I'm not surprised that consumers in America are spending 10 percent more than in 2009, according to a study by Mint.com. After reading a recent article by CNNMoney about the spending data, I checked my budget records and found I'm spending 30 percent more than I did during the 2009 Great Recession.
Some of the spending increase can be attributed to what I call rebellion spending or frugal fatigue. I just got tired of putting off purchases and rarely treating myself. But some of it is due to the increase costs of food, gasoline and other products.
According to the Mint.com data, the average household spent about $4,200 per month in the first quarter of 2013 compared to about $3,800 in 2009.
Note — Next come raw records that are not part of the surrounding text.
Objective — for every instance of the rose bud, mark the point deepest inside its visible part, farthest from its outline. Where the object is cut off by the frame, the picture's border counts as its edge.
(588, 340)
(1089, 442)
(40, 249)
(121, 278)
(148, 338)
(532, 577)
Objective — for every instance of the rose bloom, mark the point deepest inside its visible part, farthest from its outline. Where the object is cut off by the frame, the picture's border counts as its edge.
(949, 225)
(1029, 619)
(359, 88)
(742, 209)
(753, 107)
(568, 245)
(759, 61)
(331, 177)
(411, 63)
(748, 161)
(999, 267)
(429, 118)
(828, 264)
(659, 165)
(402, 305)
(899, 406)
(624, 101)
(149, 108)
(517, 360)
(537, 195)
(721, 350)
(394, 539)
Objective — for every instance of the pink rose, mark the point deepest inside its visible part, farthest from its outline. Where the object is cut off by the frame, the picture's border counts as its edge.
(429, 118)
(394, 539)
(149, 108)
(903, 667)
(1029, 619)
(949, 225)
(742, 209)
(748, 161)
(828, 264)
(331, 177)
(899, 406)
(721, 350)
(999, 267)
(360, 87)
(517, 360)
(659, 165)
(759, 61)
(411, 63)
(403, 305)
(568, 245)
Shelling out more for staples
Consumers are spending 17 percent more at the grocery store or about an average of $316 a month. I am spending about $500 a month on groceries because I shop at Whole Foods and health food stores. I also shop organic and specialty products at the grocery store around the corner. During the recession, I avoided shopping at high-ender grocers.
Eating out again
I recently went to dinner at a restaurant that I only saw during the lunch hours during the Great Recession. I was only willing to pay for the $6.99 lunch special when money was tight. Now, I find myself loosening up. According to the study, average households spent $212 a month on fast food, restaurants and coffee shops. Consumers are spending 11 percent more on eating out compared to 2009. My budget tracking reveals I'm spending about $400 a month on eating out. People 36 and younger are actually spending 40 percent more on eating out.
Becoming more charitable
The study showed that Americans' charitable donations are up almost 50 percent compared to 2009. I have always respected churches and other organizations that discourage people from paying with credit cards or going into debt in order to make a donation. I feel more comfortable about making donations or giving gifts now that the economy is improving. The average monthly donations jumped from $73 to $107, according to the report. I've never tracked our charitable donations since we don't itemize our taxes or receive a tax break for donations. I typically give out of our discretionary fund.
Other areas that where our spending has loosened include furniture and appliances. We put off not just renovating our home, but performing necessary maintenance and upkeep. We went back to paying for the termite and pest control service as well as making improvements to the landscaping.
Even though I'm spending 30 percent more, I'm not making 30 percent more. In fact, my income has decreased since 2009 since I've received both temporary and permanent pay cuts. Still, we are not getting into debt. I think we cut back so much during the recession out of fear that we were living almost too far below our means. Now, we are at a comfortable place where we can spend more without feeling as though we are jeopardizing our financial security.